Citibank optimistic on outlook for Ireland
Citibank surprised observers yesterday when it announced prospects for the Irish economy are “better than expected” and the country could regain its sovereign investment grade rating from Moody’s by the end of the year.
It is a turnaround for the bank which, over the past year, expected the country to underperform official and consensus growth forecasts and raised the possibility of debt restructuring.
The change is attributed to better-than-expected growth, led by strong export figures, and the promissory note deal.
Citibank analysts now forecast export-led positive real gross domestic product growth of 0.9 per cent and the public debt/GDP ratio to peak at 120-121 per cent of GDP for Ireland in 2013.

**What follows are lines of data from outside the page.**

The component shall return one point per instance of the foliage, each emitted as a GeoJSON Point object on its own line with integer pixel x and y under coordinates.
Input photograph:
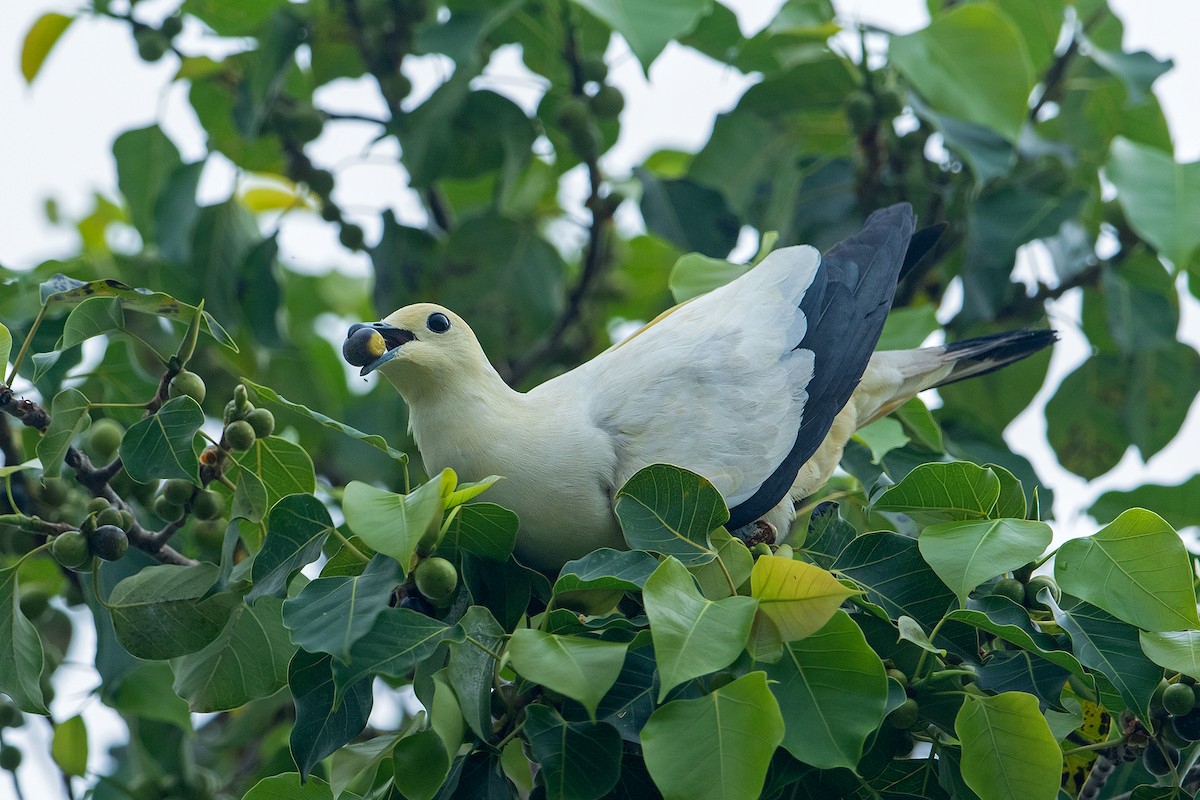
{"type": "Point", "coordinates": [900, 645]}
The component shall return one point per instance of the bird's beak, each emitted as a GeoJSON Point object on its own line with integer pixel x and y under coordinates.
{"type": "Point", "coordinates": [393, 337]}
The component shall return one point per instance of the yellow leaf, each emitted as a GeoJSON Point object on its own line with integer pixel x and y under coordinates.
{"type": "Point", "coordinates": [270, 198]}
{"type": "Point", "coordinates": [797, 596]}
{"type": "Point", "coordinates": [39, 42]}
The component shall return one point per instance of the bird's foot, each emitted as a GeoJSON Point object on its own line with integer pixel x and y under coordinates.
{"type": "Point", "coordinates": [755, 533]}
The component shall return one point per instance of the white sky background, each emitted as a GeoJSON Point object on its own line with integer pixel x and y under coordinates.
{"type": "Point", "coordinates": [55, 142]}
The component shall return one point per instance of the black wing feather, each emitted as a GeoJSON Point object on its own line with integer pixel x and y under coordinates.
{"type": "Point", "coordinates": [845, 307]}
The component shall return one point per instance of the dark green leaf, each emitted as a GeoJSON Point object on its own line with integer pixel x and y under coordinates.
{"type": "Point", "coordinates": [832, 692]}
{"type": "Point", "coordinates": [162, 612]}
{"type": "Point", "coordinates": [943, 492]}
{"type": "Point", "coordinates": [580, 761]}
{"type": "Point", "coordinates": [964, 554]}
{"type": "Point", "coordinates": [397, 641]}
{"type": "Point", "coordinates": [1137, 569]}
{"type": "Point", "coordinates": [161, 445]}
{"type": "Point", "coordinates": [69, 417]}
{"type": "Point", "coordinates": [21, 659]}
{"type": "Point", "coordinates": [249, 660]}
{"type": "Point", "coordinates": [1008, 751]}
{"type": "Point", "coordinates": [484, 529]}
{"type": "Point", "coordinates": [671, 511]}
{"type": "Point", "coordinates": [322, 727]}
{"type": "Point", "coordinates": [970, 62]}
{"type": "Point", "coordinates": [297, 529]}
{"type": "Point", "coordinates": [693, 636]}
{"type": "Point", "coordinates": [1111, 648]}
{"type": "Point", "coordinates": [330, 614]}
{"type": "Point", "coordinates": [580, 668]}
{"type": "Point", "coordinates": [737, 728]}
{"type": "Point", "coordinates": [375, 440]}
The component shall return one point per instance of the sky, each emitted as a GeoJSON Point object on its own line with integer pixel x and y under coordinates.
{"type": "Point", "coordinates": [57, 138]}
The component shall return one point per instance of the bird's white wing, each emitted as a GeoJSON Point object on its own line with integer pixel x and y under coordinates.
{"type": "Point", "coordinates": [743, 384]}
{"type": "Point", "coordinates": [717, 386]}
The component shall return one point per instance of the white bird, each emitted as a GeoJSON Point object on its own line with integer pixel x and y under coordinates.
{"type": "Point", "coordinates": [756, 385]}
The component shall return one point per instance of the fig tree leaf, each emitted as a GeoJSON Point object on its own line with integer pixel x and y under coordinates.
{"type": "Point", "coordinates": [161, 445]}
{"type": "Point", "coordinates": [736, 727]}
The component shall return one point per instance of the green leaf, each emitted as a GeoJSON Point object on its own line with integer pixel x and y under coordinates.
{"type": "Point", "coordinates": [323, 726]}
{"type": "Point", "coordinates": [21, 659]}
{"type": "Point", "coordinates": [291, 786]}
{"type": "Point", "coordinates": [485, 529]}
{"type": "Point", "coordinates": [162, 612]}
{"type": "Point", "coordinates": [1137, 569]}
{"type": "Point", "coordinates": [971, 64]}
{"type": "Point", "coordinates": [580, 668]}
{"type": "Point", "coordinates": [1177, 650]}
{"type": "Point", "coordinates": [580, 761]}
{"type": "Point", "coordinates": [964, 554]}
{"type": "Point", "coordinates": [145, 160]}
{"type": "Point", "coordinates": [669, 510]}
{"type": "Point", "coordinates": [70, 746]}
{"type": "Point", "coordinates": [283, 467]}
{"type": "Point", "coordinates": [161, 445]}
{"type": "Point", "coordinates": [397, 642]}
{"type": "Point", "coordinates": [375, 440]}
{"type": "Point", "coordinates": [1008, 752]}
{"type": "Point", "coordinates": [420, 764]}
{"type": "Point", "coordinates": [297, 529]}
{"type": "Point", "coordinates": [597, 582]}
{"type": "Point", "coordinates": [330, 614]}
{"type": "Point", "coordinates": [249, 660]}
{"type": "Point", "coordinates": [832, 692]}
{"type": "Point", "coordinates": [5, 347]}
{"type": "Point", "coordinates": [1007, 620]}
{"type": "Point", "coordinates": [69, 417]}
{"type": "Point", "coordinates": [694, 275]}
{"type": "Point", "coordinates": [895, 577]}
{"type": "Point", "coordinates": [1159, 197]}
{"type": "Point", "coordinates": [693, 635]}
{"type": "Point", "coordinates": [798, 597]}
{"type": "Point", "coordinates": [882, 437]}
{"type": "Point", "coordinates": [648, 28]}
{"type": "Point", "coordinates": [91, 318]}
{"type": "Point", "coordinates": [688, 215]}
{"type": "Point", "coordinates": [943, 492]}
{"type": "Point", "coordinates": [394, 523]}
{"type": "Point", "coordinates": [736, 728]}
{"type": "Point", "coordinates": [472, 667]}
{"type": "Point", "coordinates": [64, 292]}
{"type": "Point", "coordinates": [42, 36]}
{"type": "Point", "coordinates": [1111, 648]}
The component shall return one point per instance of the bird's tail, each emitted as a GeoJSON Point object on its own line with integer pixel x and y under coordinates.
{"type": "Point", "coordinates": [984, 354]}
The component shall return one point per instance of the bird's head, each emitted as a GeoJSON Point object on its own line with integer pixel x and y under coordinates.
{"type": "Point", "coordinates": [417, 348]}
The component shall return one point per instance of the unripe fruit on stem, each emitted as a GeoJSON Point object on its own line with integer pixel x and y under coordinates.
{"type": "Point", "coordinates": [105, 439]}
{"type": "Point", "coordinates": [1179, 699]}
{"type": "Point", "coordinates": [167, 511]}
{"type": "Point", "coordinates": [905, 715]}
{"type": "Point", "coordinates": [109, 542]}
{"type": "Point", "coordinates": [187, 383]}
{"type": "Point", "coordinates": [178, 491]}
{"type": "Point", "coordinates": [1009, 588]}
{"type": "Point", "coordinates": [436, 578]}
{"type": "Point", "coordinates": [1036, 584]}
{"type": "Point", "coordinates": [263, 422]}
{"type": "Point", "coordinates": [239, 435]}
{"type": "Point", "coordinates": [70, 549]}
{"type": "Point", "coordinates": [208, 505]}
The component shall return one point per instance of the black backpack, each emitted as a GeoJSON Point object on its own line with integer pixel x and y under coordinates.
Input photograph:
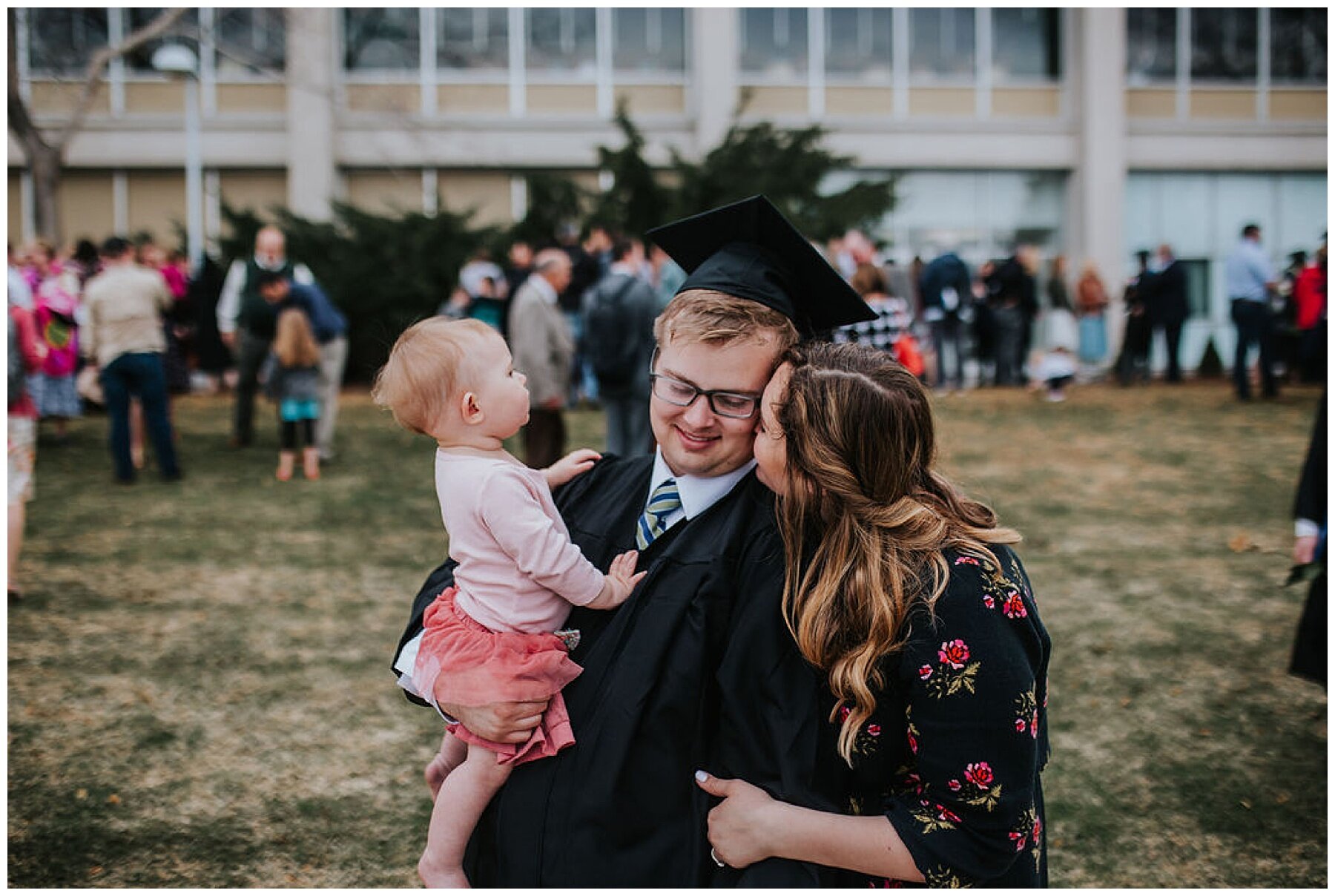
{"type": "Point", "coordinates": [609, 338]}
{"type": "Point", "coordinates": [16, 372]}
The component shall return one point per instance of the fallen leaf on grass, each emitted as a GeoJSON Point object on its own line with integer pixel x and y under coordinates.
{"type": "Point", "coordinates": [1241, 542]}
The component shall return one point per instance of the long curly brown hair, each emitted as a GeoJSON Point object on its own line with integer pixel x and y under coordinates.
{"type": "Point", "coordinates": [866, 518]}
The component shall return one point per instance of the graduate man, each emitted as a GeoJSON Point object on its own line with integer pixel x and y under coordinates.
{"type": "Point", "coordinates": [697, 669]}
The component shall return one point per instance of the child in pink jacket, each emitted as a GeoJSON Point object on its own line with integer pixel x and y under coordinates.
{"type": "Point", "coordinates": [492, 636]}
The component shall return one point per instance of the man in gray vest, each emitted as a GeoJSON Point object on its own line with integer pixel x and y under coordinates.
{"type": "Point", "coordinates": [246, 320]}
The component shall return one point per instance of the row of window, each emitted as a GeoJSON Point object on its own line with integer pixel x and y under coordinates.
{"type": "Point", "coordinates": [60, 42]}
{"type": "Point", "coordinates": [1226, 46]}
{"type": "Point", "coordinates": [1224, 43]}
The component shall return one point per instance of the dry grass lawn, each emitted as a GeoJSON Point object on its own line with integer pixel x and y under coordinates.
{"type": "Point", "coordinates": [200, 688]}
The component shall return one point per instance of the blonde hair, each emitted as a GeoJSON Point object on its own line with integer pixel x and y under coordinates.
{"type": "Point", "coordinates": [423, 369]}
{"type": "Point", "coordinates": [717, 318]}
{"type": "Point", "coordinates": [866, 518]}
{"type": "Point", "coordinates": [294, 340]}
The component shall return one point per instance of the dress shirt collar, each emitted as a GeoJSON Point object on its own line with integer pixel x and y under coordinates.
{"type": "Point", "coordinates": [545, 290]}
{"type": "Point", "coordinates": [697, 493]}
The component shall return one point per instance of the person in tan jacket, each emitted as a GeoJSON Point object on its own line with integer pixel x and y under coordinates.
{"type": "Point", "coordinates": [544, 350]}
{"type": "Point", "coordinates": [125, 340]}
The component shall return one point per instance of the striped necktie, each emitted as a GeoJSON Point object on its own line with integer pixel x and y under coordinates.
{"type": "Point", "coordinates": [653, 520]}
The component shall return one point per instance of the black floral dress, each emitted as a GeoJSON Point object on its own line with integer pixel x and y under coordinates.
{"type": "Point", "coordinates": [954, 752]}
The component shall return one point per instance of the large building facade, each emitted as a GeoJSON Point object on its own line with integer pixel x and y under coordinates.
{"type": "Point", "coordinates": [1091, 133]}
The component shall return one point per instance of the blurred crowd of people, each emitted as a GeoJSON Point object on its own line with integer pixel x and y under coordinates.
{"type": "Point", "coordinates": [578, 312]}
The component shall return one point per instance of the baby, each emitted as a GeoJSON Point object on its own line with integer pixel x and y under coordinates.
{"type": "Point", "coordinates": [490, 637]}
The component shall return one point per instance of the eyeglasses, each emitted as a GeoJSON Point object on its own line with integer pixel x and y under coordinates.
{"type": "Point", "coordinates": [734, 405]}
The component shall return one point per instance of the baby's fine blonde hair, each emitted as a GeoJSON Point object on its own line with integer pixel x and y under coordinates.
{"type": "Point", "coordinates": [425, 367]}
{"type": "Point", "coordinates": [294, 342]}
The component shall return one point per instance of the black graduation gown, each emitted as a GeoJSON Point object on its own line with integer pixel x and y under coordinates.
{"type": "Point", "coordinates": [696, 671]}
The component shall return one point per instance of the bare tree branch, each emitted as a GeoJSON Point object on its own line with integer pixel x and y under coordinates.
{"type": "Point", "coordinates": [99, 62]}
{"type": "Point", "coordinates": [19, 119]}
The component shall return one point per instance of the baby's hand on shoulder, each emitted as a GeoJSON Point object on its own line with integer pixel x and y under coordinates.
{"type": "Point", "coordinates": [570, 467]}
{"type": "Point", "coordinates": [619, 582]}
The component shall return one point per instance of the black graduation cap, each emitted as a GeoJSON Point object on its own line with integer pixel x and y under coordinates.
{"type": "Point", "coordinates": [749, 250]}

Citibank economist Michael Saunders said “the country hasn’t underperformed official statistics due to exports and domestic demand.
“Exports held up better in the face of the euro area recession and, with exports being such a large share of GDP, it doesn’t take much export outperformance to give you slightly better GDP performance.”
The promissory note arrangement has also helped change the outlook and Citi analysts forecast it could cut financing needs by €20 billion over the next 10 years.
However, Mr Saunders warned recovery is far from fully fledged and although an exit from the troika programme is expected in the latter half of the year, personal debt has continued to rise.
Mr Saunders said “It’s a major threat and consumer spending will continue to fall over several years. Ireland had among the biggest – if not the biggest – household debt boom that any country has had in the last 30 years and the road back is going to be very long and painful.
“Exiting the programme isn’t the be-all and the end-all and Ireland will still need some form of external support for many years to come.”